Christian relies on the same faith for his art. His art is more than paintings, they are spiritual scrolls. The images come from where his people come from. They come from the spiritual world, from the grandfathers. In the mortal world the images appear still, in the spiritual world they move like a movie.
“Basically, once I put the pencil to the canvas and let it go that’s when I begin to see what’s coming out. As I begin to sketch it and look at it I begin to realize the stories and the legends. Sometimes I think it’s going to be this or be that, but it’s not always up to me what’s actually going to be coming out of me.”
The Red Road has been hard for Christian over the last few years. He has lost his father and Kyle, his eldest son.

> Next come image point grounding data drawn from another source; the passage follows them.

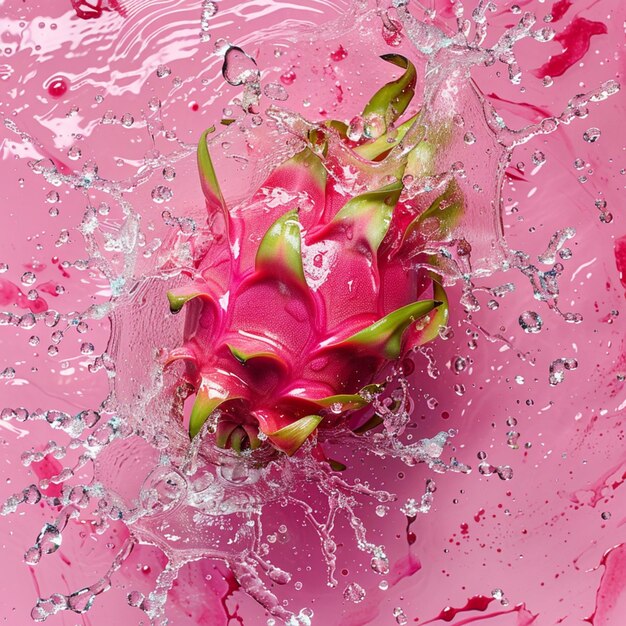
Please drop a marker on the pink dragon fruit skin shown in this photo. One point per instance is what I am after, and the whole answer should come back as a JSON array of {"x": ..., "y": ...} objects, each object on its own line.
[{"x": 294, "y": 312}]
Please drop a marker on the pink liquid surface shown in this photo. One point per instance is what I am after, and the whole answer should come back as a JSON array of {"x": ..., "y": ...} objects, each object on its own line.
[{"x": 551, "y": 538}]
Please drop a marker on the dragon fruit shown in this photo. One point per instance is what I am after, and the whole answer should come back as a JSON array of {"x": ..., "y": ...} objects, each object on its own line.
[{"x": 297, "y": 306}]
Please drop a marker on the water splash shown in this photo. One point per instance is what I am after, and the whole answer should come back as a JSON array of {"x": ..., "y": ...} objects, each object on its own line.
[{"x": 184, "y": 483}]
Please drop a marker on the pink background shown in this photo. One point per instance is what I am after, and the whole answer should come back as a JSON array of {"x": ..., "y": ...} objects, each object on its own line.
[{"x": 541, "y": 536}]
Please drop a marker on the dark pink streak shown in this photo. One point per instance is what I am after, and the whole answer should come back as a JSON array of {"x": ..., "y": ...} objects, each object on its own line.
[
  {"x": 620, "y": 258},
  {"x": 559, "y": 9},
  {"x": 611, "y": 596},
  {"x": 539, "y": 112},
  {"x": 575, "y": 40}
]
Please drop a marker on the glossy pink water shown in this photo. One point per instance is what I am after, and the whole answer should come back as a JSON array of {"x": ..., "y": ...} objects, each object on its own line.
[{"x": 551, "y": 537}]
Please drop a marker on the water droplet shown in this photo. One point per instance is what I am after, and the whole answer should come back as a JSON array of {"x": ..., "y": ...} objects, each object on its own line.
[
  {"x": 238, "y": 67},
  {"x": 591, "y": 135},
  {"x": 74, "y": 153},
  {"x": 275, "y": 91},
  {"x": 354, "y": 593},
  {"x": 161, "y": 194},
  {"x": 169, "y": 173},
  {"x": 469, "y": 138},
  {"x": 28, "y": 278},
  {"x": 127, "y": 120},
  {"x": 163, "y": 71},
  {"x": 530, "y": 321},
  {"x": 538, "y": 157}
]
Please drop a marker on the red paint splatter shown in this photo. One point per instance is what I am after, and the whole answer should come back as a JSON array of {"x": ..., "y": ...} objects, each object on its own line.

He takes comfort in the fact that they can see his art is full effect in the spirit world.
When Christian got his native name he was also to get his colours. He found it strange; the conductor of the ceremony didn’t give him any. He was told that all colours belong to him, too many to name.
“All the colours are mine,” described Christian. “All the colours I’m supposed to use to help me transition to a better life or for someone else’s life. To help them in whatever way these colours can do.”